Pedro Miguel

La contundencia de las catástrofes suele imprimir una percepción de permanencia que cuesta remontar. La vida nos cambió de pronto y flota en el ambiente, junto con la molécula perniciosa, la impresión de que esto es para siempre. Andamos o estamos con la sensación a cuestas de que nuestro mundo ha sido trastocado de manera irreparable. Lo más probable, en la mayor parte de los casos, es que no: casi todos los microbuses atestados recuperarán a casi todos sus pasajeros; casi todos los talleres mecánicos y las misceláneas sobrevivirán a la decena trágica de la influenza porcina, casi todas las panaderías volverán a abrir las puertas cuando los capitalinos sonámbulos vuelvan a sus calles, casi todos los puestos de tacos insalubres y de jugos con y sin salmonela retomarán su sitio.

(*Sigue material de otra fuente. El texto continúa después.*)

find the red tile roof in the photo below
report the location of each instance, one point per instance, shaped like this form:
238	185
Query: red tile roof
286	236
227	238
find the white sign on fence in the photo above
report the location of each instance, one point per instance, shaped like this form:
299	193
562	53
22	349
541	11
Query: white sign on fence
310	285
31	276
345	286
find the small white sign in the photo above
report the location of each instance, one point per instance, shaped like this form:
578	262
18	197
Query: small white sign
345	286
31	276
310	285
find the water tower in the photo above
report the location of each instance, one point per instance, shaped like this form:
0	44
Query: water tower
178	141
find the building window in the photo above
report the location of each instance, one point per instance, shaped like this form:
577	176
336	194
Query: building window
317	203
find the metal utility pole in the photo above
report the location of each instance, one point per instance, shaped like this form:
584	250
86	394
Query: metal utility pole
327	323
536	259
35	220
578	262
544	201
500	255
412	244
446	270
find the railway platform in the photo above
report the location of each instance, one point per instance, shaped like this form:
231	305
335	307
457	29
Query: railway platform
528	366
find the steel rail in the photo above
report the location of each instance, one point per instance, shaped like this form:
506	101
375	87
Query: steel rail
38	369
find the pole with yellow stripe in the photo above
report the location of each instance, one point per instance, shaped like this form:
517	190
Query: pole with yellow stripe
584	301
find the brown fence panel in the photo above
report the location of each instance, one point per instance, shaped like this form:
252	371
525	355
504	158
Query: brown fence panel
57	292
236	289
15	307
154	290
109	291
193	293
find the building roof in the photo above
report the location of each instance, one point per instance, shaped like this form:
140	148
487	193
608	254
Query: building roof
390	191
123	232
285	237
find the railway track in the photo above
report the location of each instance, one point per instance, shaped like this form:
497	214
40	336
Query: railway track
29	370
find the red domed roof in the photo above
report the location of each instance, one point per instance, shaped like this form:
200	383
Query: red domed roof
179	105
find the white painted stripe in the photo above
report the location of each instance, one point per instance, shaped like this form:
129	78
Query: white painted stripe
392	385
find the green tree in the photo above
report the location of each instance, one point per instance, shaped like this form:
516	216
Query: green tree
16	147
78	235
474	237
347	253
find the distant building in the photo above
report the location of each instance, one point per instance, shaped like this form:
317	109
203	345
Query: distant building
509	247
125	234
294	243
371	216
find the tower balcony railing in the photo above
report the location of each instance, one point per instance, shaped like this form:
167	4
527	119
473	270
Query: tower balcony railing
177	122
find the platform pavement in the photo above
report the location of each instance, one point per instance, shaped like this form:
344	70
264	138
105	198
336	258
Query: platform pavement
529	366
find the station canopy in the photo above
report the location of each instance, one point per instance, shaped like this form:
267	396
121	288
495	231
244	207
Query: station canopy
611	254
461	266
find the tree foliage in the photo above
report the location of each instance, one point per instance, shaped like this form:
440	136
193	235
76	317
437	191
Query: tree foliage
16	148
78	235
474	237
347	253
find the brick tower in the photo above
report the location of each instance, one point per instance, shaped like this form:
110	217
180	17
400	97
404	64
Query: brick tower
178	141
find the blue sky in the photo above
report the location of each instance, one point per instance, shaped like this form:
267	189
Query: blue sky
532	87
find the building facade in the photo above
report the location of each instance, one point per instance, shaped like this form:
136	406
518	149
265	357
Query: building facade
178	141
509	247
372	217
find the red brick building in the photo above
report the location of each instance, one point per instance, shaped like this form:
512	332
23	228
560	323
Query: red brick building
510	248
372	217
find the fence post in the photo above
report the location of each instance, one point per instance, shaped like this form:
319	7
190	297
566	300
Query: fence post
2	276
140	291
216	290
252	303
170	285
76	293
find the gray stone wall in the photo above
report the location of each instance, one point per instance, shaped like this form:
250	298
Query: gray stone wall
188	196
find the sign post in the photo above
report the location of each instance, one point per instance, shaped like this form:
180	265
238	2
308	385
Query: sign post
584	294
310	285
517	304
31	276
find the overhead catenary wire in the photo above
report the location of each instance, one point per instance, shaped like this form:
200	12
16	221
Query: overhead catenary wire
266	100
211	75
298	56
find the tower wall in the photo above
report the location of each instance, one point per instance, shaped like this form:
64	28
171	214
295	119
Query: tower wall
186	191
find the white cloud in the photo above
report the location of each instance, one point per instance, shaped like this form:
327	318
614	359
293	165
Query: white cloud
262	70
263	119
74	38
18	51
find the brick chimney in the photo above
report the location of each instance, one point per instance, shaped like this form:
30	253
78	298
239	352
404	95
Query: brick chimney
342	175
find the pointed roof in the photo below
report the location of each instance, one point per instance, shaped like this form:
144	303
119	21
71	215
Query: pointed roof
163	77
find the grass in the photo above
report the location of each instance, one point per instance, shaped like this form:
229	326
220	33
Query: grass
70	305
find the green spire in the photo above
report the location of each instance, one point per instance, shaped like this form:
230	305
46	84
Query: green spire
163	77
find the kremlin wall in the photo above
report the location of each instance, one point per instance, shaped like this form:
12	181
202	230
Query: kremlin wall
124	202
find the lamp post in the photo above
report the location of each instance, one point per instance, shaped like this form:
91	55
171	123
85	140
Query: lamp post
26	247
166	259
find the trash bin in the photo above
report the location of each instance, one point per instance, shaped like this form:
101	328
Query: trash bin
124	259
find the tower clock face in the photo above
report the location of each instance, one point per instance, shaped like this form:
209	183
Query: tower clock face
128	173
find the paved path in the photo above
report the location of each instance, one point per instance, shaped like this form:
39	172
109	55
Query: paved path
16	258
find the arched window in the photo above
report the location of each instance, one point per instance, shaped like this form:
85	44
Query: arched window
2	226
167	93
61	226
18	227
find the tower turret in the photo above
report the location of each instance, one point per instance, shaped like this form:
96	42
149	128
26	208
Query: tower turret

Claro que ninguna de las expresiones del próximo resurgimiento podrá consolar a quienes, en las jornadas de la peste, pierdan a una persona inmediata o próxima ni a quienes se vean forzados a torcer su destino porque vivían al día y no lograron subsistir con los oficios que ejercieron hasta la semana pasada, ni a quienes perdieron, por fuerza de la contingencia, la oportunidad de su vida.
Todo termina por saberse, y ya habrá tiempo para establecer si las muertes ocurridas, más las que se sumen, eran inevitables o consecuencia del abandono y el saqueo que ha sufrido el sector salud en los sexenios recientes y no tanto. Ya nos dirán la razón de que este virus ataque, además de en nuestro país, en Estados Unidos y Europa, pero que hasta el momento sólo mate mexicanos. Ya se podrá averiguar qué Bribiesca, cuál Hildebrando o qué Mouriño sobreviviente (son meros ejemplos del contratismo enriquecedor) se está haciendo rico en estos momentos con la adjudicación de la compra de tapabocas y antivirales.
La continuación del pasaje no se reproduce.